Focus

In lieve calo gli indici azionari statunitensi in una giornata caratterizzata dalla chiusura dei mercati obbligazionari e delle banche per la celebrazione del Veteran’s Day. Il Dow Jones Industrial Average scende dello 0,15%, l’S&P500 dello 0,25% e il Nasdaq Composite dello 0,18%. Poco mossi i listini europei. Riflettori puntati a Bruxelles dove si è riunito l’Eurogruppo. I ministri delle finanze di Eurolandia stanno valutando il report redatto dai commissari della Troika (BCE-UE-FMI) sulla capacità della Grecia di portare avanti le riforme necessarie per risanare i conti in modo da sbloccare l’ennesima tranche di aiuti (31,5 mld di euro) del piano di salvataggio del paese ellenico. Riteniamo che difficilmente oggi l’Eurogruppo approverà la concessione degli aiuti ma stimiamo che tale decisione sarà posticipata di altri giorni (probabilmente 10/15) sulla scia delle pressioni della Germania. Crediamo che l’Eurogruppo potrebbe concedere un prestito di alcuni mld di euro per permettere al Governo di Atene di far fronte alle necessità più immediate. Sul tavolo delle trattative a Bruxelles dovrebbero inoltre essere discusse le situazioni di Cipro e Spagna.
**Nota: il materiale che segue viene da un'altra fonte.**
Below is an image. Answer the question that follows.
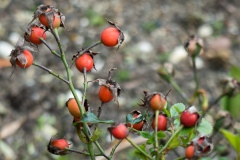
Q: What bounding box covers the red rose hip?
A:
[108,123,129,139]
[101,27,121,47]
[16,50,33,68]
[98,85,114,103]
[75,53,94,72]
[152,114,167,131]
[180,106,199,127]
[149,94,167,111]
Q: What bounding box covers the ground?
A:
[0,0,240,160]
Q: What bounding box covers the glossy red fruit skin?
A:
[180,110,199,127]
[101,27,121,47]
[185,145,194,159]
[51,139,69,150]
[110,123,129,139]
[66,98,84,118]
[38,14,61,28]
[38,8,61,28]
[28,27,47,44]
[149,94,167,111]
[75,54,94,73]
[152,114,167,131]
[98,85,114,103]
[127,114,144,131]
[16,50,33,68]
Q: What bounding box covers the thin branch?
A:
[126,137,153,160]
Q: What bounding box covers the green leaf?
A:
[168,136,181,149]
[163,105,171,117]
[220,129,240,154]
[139,131,152,139]
[80,112,114,124]
[170,103,185,117]
[173,118,180,129]
[157,131,166,140]
[126,113,134,123]
[178,127,194,136]
[197,118,213,135]
[146,132,155,144]
[135,144,148,160]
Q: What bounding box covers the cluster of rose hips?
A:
[10,5,124,155]
[10,5,212,159]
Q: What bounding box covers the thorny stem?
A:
[50,28,95,160]
[159,125,183,153]
[71,41,102,66]
[82,67,88,109]
[192,57,199,91]
[109,140,122,159]
[126,137,153,160]
[40,38,61,58]
[65,148,102,156]
[33,62,69,85]
[192,56,202,104]
[97,102,104,118]
[154,110,159,160]
[94,141,110,160]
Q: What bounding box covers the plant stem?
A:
[159,125,183,153]
[50,28,95,160]
[126,137,153,160]
[154,110,159,160]
[109,140,122,159]
[94,141,111,160]
[65,148,102,156]
[40,38,61,58]
[192,56,199,92]
[33,62,69,85]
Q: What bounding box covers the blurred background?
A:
[0,0,240,160]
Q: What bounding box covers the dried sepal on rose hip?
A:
[24,23,47,45]
[152,113,167,131]
[94,68,121,105]
[10,38,34,71]
[185,135,213,159]
[30,4,65,28]
[139,91,169,111]
[180,106,200,127]
[100,20,124,49]
[48,137,69,155]
[126,110,146,131]
[184,35,204,57]
[108,123,129,139]
[72,50,97,73]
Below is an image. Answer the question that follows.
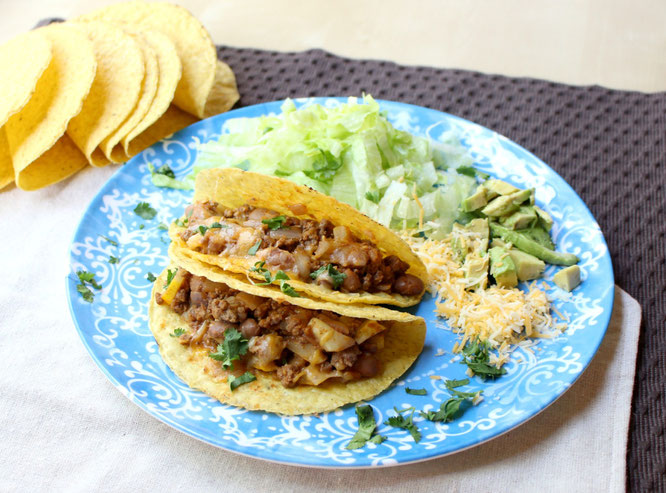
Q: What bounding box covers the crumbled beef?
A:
[277,355,307,388]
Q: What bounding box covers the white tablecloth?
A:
[0,167,640,492]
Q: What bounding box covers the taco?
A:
[169,168,427,306]
[150,248,426,415]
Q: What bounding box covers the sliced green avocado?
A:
[553,265,580,292]
[460,185,488,212]
[500,205,537,229]
[481,189,532,217]
[534,205,553,231]
[488,247,518,288]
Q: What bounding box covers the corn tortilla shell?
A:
[0,127,14,190]
[100,29,159,163]
[67,22,145,166]
[0,30,51,127]
[121,31,180,156]
[128,105,199,156]
[80,2,217,118]
[149,257,426,415]
[204,60,240,118]
[169,168,428,306]
[16,134,88,190]
[5,24,97,190]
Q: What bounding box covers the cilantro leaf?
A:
[229,371,257,391]
[384,407,421,443]
[261,215,287,231]
[365,190,380,204]
[76,284,95,303]
[247,240,261,255]
[99,235,118,246]
[280,282,301,298]
[164,268,178,288]
[462,340,506,380]
[153,164,176,178]
[208,329,249,368]
[310,264,347,289]
[76,270,102,289]
[405,387,428,395]
[303,149,342,183]
[345,404,386,450]
[134,202,157,220]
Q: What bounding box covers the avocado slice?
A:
[500,205,537,229]
[553,265,580,292]
[534,205,553,231]
[488,246,518,288]
[481,189,532,217]
[460,185,488,212]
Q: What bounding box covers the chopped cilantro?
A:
[208,329,249,370]
[76,284,95,303]
[405,387,428,395]
[154,164,176,178]
[303,149,342,183]
[169,327,187,337]
[462,340,506,380]
[99,235,118,246]
[76,270,102,303]
[76,270,102,289]
[310,264,347,289]
[164,269,178,288]
[134,202,157,220]
[365,190,380,204]
[384,407,421,443]
[345,404,386,450]
[280,282,301,298]
[247,240,261,255]
[261,215,287,231]
[420,378,483,423]
[229,371,257,391]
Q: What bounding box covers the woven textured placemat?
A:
[218,47,666,491]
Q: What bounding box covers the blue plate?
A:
[67,98,614,468]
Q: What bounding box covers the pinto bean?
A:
[240,318,261,339]
[330,243,370,267]
[393,274,423,296]
[266,248,296,270]
[342,269,361,293]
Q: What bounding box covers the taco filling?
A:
[155,268,392,388]
[179,201,424,296]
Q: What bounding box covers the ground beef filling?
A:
[181,201,424,296]
[155,269,387,387]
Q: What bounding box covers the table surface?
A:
[0,0,666,92]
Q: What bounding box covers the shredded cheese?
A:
[402,231,566,367]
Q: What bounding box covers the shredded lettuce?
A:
[195,96,476,238]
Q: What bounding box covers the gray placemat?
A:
[218,47,666,491]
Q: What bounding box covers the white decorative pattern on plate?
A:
[67,98,613,467]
Intanto negli States il tema più caldo rimane quello del “fiscal cliff”. Poche notizie sono trapelate su una possibile risoluzione di tale problema che se non risolto potrebbe provocare una forte riduzione del PIL USA e la perdita del rating tripla A sul debito del paese a stelle e strisce.

Italia: Ftse Mib in lieve calo

A Piazza Affari il Ftse Mib ha terminato a -0,39% a quota 15122 punti. Dal punto di vista tecnico rimane fondamentale la tenuta del supporto in area 15 mila punti, che potrebbe permettere nel breve periodo una reazione alle recenti tensioni. L’eventuale cedimento di tale livello potrebbe portare l’indice a testare il sostegno a 14525. Forti vendite su Campari dopo la pubblicazione dei conti. Bene invece Telecom Italia che beneficia dell’interesse del tycoon egiziano Sawiris.

Valute: euro/dollaro debole ma si mantiene al di sopra di 1,2690

Seduta odierna caratterizzata da una forte incertezza per il cambio euro/dollaro in attesa dell’esito della riunione dell’Eurogruppo. Da un punto di vista tecnico la tenuta del supporto dinamico rappresentato dalla media mobile a 100 giorni al momento in transito a 1,2690 lascia ancora aperto uno spiraglio per le aspettative di crescita di breve. Servirà tuttavia il superamento delle resistenze comprese tra 1,2790 e 1,28 per creare i presupposti per un allungo in direzione dell’obiettivo a 1,2876. L’eventuale cedimento di 1,2690 evidenzierebbe, invece, la debolezza dell’eur/usd introducendo una caduta fino sui supporti situati a 1,2607 (50% del ritracciamento di Fibonacci del rialzo messo a segno tra fine luglio e metà settembre).

Macro: pochi dati nel pomeriggio

Sul fronte macro, non ci sono stati dati di particolare rilevanza nel pomeriggio.

Titoli di Stato: spread btp/bund sale a 368 pb

Sul fronte governativo, in crescita le tensioni sul debito italiano. Il differenziale di rendimento tra il btp decennale italiano e il bund tedesco a 10 giorni si attesta a 368 pb dai 363 pb dell’apertura. Il rendimento del decennale italiano evidenzia una crescita al 5,02%.

Commodity: oro

Tra le commodity, in lieve calo sia l’oro, con il prezzo spot a 1730 dollari/oncia che il petrolio (cfd sul WTI light crude a 85,85 dollari al barile).